Of the 151 courses of biologics prescribed for 121 patients with HES, 59% resulted in improved HES symptoms and 77% enabled tapering of other HES medications. Overall, 105 patients were receiving daily systemic glucocorticoids at the time of a biologic initiation and were able to reduce the glucocorticoid dose by a median reduction of 10 mg of daily prednisone equivalents. Biologics were generally safe and well-tolerated other than infusion reactions with alemtuzumab. Thirteen of 24 patients had clinical improvement after switching biologics and nine patients responded to increasing the dose of mepolizumab after a lack of response to a lower dose.

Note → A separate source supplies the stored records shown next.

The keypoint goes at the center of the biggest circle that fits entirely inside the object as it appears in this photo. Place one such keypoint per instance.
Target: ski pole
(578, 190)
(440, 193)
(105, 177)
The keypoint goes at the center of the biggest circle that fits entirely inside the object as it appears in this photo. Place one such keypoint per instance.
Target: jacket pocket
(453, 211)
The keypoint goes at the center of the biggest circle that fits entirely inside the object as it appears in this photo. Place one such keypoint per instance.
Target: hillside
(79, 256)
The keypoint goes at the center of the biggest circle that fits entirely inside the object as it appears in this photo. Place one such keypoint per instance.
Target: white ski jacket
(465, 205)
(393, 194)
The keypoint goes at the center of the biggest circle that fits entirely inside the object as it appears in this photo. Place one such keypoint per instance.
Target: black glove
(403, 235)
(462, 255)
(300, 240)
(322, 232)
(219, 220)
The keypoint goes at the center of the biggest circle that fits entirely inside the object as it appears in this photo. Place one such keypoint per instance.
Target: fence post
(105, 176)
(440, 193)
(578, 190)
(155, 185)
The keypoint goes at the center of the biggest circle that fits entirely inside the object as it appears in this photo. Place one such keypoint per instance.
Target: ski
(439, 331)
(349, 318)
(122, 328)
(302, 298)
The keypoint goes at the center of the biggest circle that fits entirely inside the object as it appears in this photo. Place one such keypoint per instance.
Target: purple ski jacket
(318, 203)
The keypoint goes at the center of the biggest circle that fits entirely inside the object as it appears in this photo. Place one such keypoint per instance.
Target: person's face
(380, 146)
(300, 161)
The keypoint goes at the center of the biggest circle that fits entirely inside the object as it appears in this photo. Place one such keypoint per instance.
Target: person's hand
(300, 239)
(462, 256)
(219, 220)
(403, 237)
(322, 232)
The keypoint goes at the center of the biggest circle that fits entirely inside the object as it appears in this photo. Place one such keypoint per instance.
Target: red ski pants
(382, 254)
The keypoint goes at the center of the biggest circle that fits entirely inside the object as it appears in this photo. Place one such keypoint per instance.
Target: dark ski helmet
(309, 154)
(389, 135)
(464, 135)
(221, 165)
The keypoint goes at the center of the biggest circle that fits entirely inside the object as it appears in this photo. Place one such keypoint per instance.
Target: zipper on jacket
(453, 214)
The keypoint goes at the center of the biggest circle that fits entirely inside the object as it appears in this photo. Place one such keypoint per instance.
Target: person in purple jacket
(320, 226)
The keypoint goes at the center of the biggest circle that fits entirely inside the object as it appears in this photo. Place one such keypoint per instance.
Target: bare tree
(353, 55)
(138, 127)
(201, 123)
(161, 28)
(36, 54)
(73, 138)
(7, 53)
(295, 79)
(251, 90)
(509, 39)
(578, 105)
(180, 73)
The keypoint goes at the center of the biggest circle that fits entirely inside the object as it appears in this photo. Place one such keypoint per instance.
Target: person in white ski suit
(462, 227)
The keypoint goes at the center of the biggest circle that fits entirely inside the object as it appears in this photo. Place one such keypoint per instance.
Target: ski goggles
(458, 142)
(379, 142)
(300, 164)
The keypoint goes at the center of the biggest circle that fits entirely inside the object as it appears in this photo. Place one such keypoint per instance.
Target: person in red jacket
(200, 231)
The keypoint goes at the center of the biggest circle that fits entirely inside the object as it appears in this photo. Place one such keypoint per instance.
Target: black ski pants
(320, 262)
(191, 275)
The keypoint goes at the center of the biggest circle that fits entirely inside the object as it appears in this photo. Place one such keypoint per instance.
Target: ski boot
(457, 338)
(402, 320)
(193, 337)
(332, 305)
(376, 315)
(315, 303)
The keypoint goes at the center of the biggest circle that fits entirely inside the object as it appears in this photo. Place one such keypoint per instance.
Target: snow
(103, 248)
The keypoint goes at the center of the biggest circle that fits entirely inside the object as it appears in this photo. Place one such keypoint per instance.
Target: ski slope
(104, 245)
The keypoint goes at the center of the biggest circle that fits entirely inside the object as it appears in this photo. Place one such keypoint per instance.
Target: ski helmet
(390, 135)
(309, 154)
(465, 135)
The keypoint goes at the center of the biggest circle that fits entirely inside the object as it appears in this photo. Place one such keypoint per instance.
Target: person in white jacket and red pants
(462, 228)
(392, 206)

Biologics may offer a safer treatment alternative to existing therapies for HES, although the optimal dosing and choice for each subtype of HES remain to be determined. Limitations of this study include its retrospective nature and intersite differences in data collection and availability of each biologic.

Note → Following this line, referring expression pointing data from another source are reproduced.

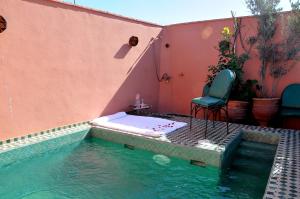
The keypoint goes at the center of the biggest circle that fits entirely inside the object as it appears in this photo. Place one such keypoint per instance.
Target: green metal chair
(290, 101)
(215, 98)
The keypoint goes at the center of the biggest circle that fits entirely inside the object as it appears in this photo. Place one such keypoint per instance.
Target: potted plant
(276, 57)
(242, 92)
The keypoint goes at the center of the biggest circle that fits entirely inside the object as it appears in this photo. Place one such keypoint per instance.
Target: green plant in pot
(277, 57)
(243, 92)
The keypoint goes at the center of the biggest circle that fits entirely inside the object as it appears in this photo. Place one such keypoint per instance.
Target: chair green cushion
(208, 101)
(222, 84)
(285, 111)
(291, 96)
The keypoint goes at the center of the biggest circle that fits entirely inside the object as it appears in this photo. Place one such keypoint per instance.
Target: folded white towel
(148, 126)
(109, 117)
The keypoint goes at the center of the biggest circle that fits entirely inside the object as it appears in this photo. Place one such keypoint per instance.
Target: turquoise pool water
(95, 169)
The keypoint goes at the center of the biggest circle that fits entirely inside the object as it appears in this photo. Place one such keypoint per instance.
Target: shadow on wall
(141, 79)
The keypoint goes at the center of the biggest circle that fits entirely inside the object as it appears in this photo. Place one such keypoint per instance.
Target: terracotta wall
(61, 64)
(192, 49)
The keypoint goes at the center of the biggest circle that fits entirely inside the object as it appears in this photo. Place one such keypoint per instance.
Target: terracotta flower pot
(264, 109)
(237, 110)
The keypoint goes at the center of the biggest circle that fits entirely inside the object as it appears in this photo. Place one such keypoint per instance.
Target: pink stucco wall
(192, 49)
(62, 64)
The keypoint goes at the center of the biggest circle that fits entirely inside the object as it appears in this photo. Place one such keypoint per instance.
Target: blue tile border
(27, 146)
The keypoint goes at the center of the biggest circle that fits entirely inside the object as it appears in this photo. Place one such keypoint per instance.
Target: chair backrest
(291, 96)
(222, 84)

治疗嗜酸性粒细胞增多综合征(HES)通常需要使用具有大量副作用的免疫调节剂。生物制剂的出现提供了一种替代治疗方法。
检查真实世界实践数据,以描述各种生物制剂的安全性和后果,这些生物制剂被怀疑直接或间接影响嗜酸性粒细胞炎症,用于治疗 HES。
通过在线研究电子数据捕获存储库收集了来自 13 个中心的回顾性数据。纳入标准包括(1)外周血嗜酸性粒细胞计数为 1500/mm³或更高,无继发性原因;(2)临床表现归因于嗜酸性粒细胞增多;(3)接受美泊利珠单抗(抗 IL-5)、贝那利珠单抗(去岩藻糖基化抗 IL-5 受体α)、奥马珠单抗(抗 IgE)、阿仑单抗(抗 CD52)、度普利尤单抗(抗 IL-4 受体α)或瑞利珠单抗(抗 IL-5)治疗,且不在安慰剂对照临床试验之外。
在为 121 例 HES 患者开出的 151 个疗程的生物制剂中,59%的患者 HES 症状得到改善,77%的患者能够减少其他 HES 药物的剂量。总体而言,在开始使用生物制剂时,有 105 例患者正在接受每日全身糖皮质激素治疗,并且能够将糖皮质激素剂量中位数减少 10mg 每日泼尼松当量。除阿仑单抗的输注反应外,生物制剂通常是安全且耐受良好的。在 24 例患者中有 13 例在更换生物制剂后临床症状得到改善,9 例在对较低剂量无反应后增加美泊利珠单抗剂量后有反应。
生物制剂可能为 HES 的现有治疗方法提供更安全的治疗选择,尽管每种 HES 亚型的最佳剂量和选择仍有待确定。本研究的局限性包括其回顾性性质以及数据收集和每种生物制剂可用性的站点间差异。